By DAVID SEIFMAN and CARL CAMPANILE
May 23, 2009

Mayor Bloomberg said yesterday that parents should butt out of trying to dictate educational policy as the debate over mayoral control of the schools intensifies.

"You do not want parents setting educational policy. You do not want parents telling teachers how to teach. Teachers would not be happy about that," Bloomberg said on his WOR radio program.

"That's what you have professionals for," he added.

Bloomberg is battling to persuade the state Legislature to extend the 2002 law that gave him authority to run the schools. The law expires on June 30, and there's a push to rein in the mayor's powers over city education.

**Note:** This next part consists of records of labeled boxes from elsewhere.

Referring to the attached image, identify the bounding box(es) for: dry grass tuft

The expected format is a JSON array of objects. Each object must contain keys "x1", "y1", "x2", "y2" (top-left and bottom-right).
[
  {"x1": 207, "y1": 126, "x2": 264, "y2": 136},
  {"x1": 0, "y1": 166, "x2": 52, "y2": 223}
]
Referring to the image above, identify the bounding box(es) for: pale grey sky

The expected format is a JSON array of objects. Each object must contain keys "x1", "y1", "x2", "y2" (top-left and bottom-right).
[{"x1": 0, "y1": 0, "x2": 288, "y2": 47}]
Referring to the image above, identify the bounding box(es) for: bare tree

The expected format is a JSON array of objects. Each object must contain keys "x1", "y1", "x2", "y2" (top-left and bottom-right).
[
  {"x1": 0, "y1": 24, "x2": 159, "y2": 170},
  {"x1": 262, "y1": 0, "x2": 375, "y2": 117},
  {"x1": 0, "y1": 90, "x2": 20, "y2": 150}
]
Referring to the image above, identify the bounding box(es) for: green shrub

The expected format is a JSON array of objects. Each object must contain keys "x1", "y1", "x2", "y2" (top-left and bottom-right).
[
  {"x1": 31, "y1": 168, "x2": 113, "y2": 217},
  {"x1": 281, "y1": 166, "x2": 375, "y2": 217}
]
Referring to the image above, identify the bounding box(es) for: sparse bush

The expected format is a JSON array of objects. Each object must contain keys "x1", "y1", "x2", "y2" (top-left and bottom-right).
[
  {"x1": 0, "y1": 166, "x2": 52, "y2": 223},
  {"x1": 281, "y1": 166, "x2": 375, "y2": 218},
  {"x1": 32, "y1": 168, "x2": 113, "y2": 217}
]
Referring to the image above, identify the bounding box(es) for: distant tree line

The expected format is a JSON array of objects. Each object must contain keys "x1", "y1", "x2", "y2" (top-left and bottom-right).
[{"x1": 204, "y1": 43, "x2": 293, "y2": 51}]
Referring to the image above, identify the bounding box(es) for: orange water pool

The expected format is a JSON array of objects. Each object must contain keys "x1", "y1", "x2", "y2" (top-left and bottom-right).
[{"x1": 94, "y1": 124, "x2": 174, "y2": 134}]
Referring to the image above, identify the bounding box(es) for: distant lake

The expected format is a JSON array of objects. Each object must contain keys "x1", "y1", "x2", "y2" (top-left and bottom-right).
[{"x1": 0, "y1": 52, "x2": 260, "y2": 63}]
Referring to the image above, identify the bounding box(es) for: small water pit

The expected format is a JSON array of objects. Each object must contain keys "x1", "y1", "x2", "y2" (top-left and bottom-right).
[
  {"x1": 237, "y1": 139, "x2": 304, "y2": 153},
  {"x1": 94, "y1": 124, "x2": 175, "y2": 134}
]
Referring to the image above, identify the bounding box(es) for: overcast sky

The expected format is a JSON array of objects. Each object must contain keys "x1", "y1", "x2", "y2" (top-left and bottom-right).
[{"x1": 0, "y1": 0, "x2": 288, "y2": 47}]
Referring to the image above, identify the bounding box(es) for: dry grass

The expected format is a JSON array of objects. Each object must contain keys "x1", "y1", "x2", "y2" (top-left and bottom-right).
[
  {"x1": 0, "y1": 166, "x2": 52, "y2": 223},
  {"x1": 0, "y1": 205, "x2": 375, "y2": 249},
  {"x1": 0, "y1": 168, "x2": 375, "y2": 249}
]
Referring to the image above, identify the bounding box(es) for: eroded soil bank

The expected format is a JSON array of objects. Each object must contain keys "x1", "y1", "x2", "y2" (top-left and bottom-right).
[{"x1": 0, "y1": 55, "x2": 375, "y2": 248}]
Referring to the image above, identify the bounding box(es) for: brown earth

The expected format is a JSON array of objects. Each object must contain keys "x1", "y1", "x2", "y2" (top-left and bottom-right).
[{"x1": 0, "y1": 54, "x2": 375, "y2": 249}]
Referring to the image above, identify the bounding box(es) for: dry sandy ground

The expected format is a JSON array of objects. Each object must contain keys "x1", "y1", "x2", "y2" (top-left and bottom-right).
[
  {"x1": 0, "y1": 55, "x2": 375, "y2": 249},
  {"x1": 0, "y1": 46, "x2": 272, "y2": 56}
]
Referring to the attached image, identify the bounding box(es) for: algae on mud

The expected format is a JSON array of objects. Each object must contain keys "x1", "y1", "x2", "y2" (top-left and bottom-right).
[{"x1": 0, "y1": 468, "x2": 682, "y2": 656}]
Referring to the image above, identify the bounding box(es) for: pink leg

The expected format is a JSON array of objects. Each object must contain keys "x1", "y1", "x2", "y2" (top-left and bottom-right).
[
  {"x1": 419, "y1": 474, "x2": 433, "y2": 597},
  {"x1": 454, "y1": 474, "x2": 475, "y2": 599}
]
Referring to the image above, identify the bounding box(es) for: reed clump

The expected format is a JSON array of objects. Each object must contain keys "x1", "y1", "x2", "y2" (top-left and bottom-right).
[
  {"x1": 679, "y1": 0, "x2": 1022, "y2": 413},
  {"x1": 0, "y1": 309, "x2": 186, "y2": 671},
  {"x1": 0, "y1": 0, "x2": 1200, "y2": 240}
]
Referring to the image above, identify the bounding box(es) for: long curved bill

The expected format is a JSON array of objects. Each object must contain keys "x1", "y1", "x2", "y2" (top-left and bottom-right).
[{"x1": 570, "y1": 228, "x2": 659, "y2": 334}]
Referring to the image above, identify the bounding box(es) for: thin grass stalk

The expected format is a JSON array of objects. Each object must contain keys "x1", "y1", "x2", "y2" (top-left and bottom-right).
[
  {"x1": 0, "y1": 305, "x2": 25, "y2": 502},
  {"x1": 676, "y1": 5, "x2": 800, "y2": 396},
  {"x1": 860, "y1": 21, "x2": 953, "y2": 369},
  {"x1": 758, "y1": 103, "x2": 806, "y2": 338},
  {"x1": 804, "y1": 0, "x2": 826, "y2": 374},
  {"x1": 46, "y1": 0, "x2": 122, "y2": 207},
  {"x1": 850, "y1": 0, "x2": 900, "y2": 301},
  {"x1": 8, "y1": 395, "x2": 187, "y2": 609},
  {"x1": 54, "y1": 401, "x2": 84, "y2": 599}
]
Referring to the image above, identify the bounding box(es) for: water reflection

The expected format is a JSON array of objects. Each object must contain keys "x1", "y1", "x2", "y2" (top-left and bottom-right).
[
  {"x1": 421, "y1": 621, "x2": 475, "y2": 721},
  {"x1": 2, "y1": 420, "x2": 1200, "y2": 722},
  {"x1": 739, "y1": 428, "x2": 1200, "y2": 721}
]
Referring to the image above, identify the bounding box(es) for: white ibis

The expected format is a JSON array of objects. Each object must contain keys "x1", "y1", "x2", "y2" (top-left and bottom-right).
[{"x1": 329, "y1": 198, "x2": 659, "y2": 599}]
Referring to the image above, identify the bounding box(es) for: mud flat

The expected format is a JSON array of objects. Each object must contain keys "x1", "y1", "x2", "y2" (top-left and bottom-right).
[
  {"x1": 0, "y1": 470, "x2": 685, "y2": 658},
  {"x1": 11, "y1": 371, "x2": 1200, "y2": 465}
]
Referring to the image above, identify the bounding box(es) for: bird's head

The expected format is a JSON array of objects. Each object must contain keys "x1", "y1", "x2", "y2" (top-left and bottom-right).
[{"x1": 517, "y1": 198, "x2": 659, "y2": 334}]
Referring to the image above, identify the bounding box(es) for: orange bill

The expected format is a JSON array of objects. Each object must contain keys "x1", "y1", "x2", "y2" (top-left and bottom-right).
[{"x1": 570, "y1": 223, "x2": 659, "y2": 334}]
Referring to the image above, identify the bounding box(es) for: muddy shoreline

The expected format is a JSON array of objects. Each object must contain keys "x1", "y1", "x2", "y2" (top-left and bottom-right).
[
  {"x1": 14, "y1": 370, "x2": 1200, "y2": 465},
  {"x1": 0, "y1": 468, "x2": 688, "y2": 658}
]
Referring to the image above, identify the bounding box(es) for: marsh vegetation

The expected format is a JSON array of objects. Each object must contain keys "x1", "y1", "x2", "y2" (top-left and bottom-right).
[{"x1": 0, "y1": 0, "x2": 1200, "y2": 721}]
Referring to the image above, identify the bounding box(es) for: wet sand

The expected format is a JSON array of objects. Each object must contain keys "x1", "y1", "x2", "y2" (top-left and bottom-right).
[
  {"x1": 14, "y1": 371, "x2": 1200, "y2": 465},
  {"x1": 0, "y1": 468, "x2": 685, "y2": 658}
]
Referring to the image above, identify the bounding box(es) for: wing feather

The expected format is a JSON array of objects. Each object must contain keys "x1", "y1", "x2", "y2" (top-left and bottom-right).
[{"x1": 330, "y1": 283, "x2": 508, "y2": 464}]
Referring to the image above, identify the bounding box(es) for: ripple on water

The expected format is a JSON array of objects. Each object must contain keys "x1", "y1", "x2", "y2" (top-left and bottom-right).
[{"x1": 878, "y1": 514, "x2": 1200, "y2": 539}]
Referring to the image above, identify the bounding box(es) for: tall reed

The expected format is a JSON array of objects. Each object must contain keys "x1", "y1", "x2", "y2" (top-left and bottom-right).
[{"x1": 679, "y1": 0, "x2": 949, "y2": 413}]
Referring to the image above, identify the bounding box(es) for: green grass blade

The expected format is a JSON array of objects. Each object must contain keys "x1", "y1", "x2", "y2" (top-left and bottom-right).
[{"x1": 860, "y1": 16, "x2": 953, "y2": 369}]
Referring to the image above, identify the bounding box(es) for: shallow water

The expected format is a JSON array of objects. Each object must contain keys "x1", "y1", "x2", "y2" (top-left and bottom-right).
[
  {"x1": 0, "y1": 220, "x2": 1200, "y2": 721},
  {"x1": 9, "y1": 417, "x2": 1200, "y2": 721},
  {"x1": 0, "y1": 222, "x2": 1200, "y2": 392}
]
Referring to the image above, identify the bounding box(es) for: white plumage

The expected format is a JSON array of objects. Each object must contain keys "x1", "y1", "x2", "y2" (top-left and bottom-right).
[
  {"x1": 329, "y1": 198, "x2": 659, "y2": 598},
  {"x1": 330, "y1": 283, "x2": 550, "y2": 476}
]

The biggest criticism of mayoral control is that Bloomberg and Schools Chancellor Joel Klein have rammed through policies -- such as school closings -- without adequate parental notification and input. They have disputed those charges.

The mayor sees parental involvement as positive when parents help their children with studies and hold schools accounta ble for results. But he draws the line at policy.

Meanwhile, Bloomberg op poses plans pushed by school activists and some lawmakers to beef up community school districts and empower school superinten dents. He said that's a return to the failed policies of the old Board of Education.

"If you want to really hurt the school system," Bloomberg said, "let's take some money out of classrooms and build 32 more bureaucracies."

Parent activists said Bloomberg's comments prove their point that Hizzoner and Klein ignore their concerns.

"That's dismissive and arrogant," said Jim Devor, a parent leader with Community Education Council 15 in Brooklyn. "He's contemptuous of parents."

Even lawmakers in Albany who support mayoral control said Bloomberg should give parents greater say.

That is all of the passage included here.